In Salesforce, you are required to create a connected app, retrieve consumer key and consumer secret, request a refresh token, and add these values in Settings when adding the connector.


A Salesforce account of the proper edition is required to connect to the Salesforce API. See Salesforce's Help And Training Community documentation for more information.

If you have Multi Factor Authentication (MFA) for the organisation it must be enabled before creation of the app that will be used for the authentication in the API integration.

User permissions needed to read, create, update, or delete connected apps in Salesforce:

  • Customize Application and

  • Modify All Data or Manage Connected Apps


  1. Sign in to Salesforce:

  2. Create a connected app and set the scopes.
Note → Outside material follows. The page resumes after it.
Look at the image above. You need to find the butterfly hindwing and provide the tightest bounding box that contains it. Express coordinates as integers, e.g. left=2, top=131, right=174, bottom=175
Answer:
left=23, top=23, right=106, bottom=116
    1. Create a new Connected App.

    2. Enter the required information in Connected App Name, API Name, and Contact Email.

    3. Select Enable OAuth Settings and Enable for Device Flow.

      Leave all other checkboxes how they are selected by default.

    4. In Selected OAuth Scopes, add the following scopes:

      • Perform requests at any time (refresh_token, offline_access)

      • Full access (full)

    5. Select Save.

  3. Generate the Consumer Key and Consumer Secret for the created app.

    Since you have changed the scopes, you need to regenerate these values for the app.

    1. On the details page for the new app, select Manage Consumer Details.

    2. In Staged Consumer Details, select Generate.

      This generates new values.

    3. In Staged Consumer Details, select Apply.

      This invalidates the current values and adds the new ones to Consumer Details.

    4. Copy the vales for Consumer Key and Consumer Secret. They are used in the following steps, and when adding the connector.


      The changes can take up to 10 minutes to take effect before you can go on to Step 4.

  4. Request a refresh token with the OAuth2 authentication process.

    1. In the browser where you are signed in to Salesforce, paste the URL below and replace <CLIENT_ID> with the copied Consumer Key value.<CLIENT_ID>&redirect_uri=
    2. Press Enter.

      An OAuth2 authentication process starts.

    3. Select Continue, and then Allow.

    4. If the authentication is successful, the page shows the message Remote Access Application Authorization.

    5. Locate the code part and save it. It is used in the following step.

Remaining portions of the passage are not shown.